103 amiralin imzasıyla dün gece saatlerinde yayımlanan bildiriye hükümetten tepki geldi.
İçişleri Bakanı Süleyman Soylu, sosyal medya hesabından yaptığı paylaşımda şu ifadeleri kullandı:
Büyük Türk milleti üniformaya aşıktır. Üniformayı taşımak şereftir. O şerefi emekli olduktan sonra taşımak daha büyük şereftir. Demokrasiye, devlete ve millete sadakatle bağlı, rütbesini üniformasını siyaset malzemesi yapmayanları daima şükranla yad ederiz... Ya diğerleri...
İletişim Başkanı Fahrettin Altun'da, sosyal medya üzerinden açıklama yaptı.
Neymiş, birkaç emekli amiral bir araya gelip bir “bildiri” yazmışlar! 5. kol unsurları da hemen heyecanlanmış. Oturun oturduğunuz yerde.

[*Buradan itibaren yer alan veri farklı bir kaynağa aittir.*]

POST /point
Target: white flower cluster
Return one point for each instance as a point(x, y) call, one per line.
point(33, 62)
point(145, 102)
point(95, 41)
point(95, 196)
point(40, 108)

O Türkiye eskide kaldı! Bu millet 15 Temmuz’da darbe heveslilerini nasıl tepelediğini dosta düşmana gösterdi. Haddinizi bilin!
Siz kimsiniz? Ne hakla milli iradenin meşru temsilcilerine parmak sallıyorsunuz? Türkiye bir hukuk devletidir. Bunu asla unutmayın. Vesayetçiler bir daha asla demokrasimize zarar veremeyecek. Dış güçlerin ezik piyonları büyüyen, güçlenen Türkiye’nin önünü kesemeyecek!
AK Parti Sözcü Ömer Çelik'te konuyla ilgili açıklamasında şu sözleri sarfetti.
Bazı emekli amirallerin geçmişteki kötü ve çirkin olayları hatırlatan bir yöntem ve üslupla bildiri yayınlaması kabul edilemez. Bu yöntem ve üslubun siyasi hayatımızda neye karşılık geldiği bellidir.
Bir dönem taşıdıkları üniformayı ve sıfatları istismar eden bu kişilerin açıklaması yok hükmündendir. Bu yaptıkları hem milli iradeye hem de bir dönem taşıdıkları üniformaya saygısızlıktır. Bu, vesayet özlemiyle tutuşan bir zihniyetin canlı olduğunun da kanıtıdır.
Doğu Akdeniz’de hak ve menfaatlerimiz için güçlü bir mücadele verirken, birtakım emekli askerin suni gündemler üretmek suretiyle Mavi Vatan mücadelesini yürüten Cumhurbaşkanlığı makamını ve Hükümetimizi hedef almasına en güçlü cevapları vermeye devam edeceğiz.
Seçilmiş siyasi iradeye yönelik kullanılan bu ilkel dili kınıyoruz. Kaldı ki Mavi Vatanda mücadele veren ordunun başkomutanını cephe gerisinde hedefe koymanın askeri terminolojideki karşılığı da bellidir. Bu zihniyetle siyasi ve hukuki mücadelemiz sürecektir.
Bugüne kadar aziz milletimizin karşısında kendisinde bir güç vehmeden her türlü vesayet odağına gereken ders verilmiştir, verilmeye de devam edilecektir.
DENİZ ŞEHİTLERİMİZİ RAHMETLE VE MİNNETLE ANARAK, CUMHURİYETE, DEMOKRASİYE, VATANA VE MAVİ VATANA SONUNA KADAR SAHİP ÇIKACAĞIMIZA SÖZ VERİYORUZ.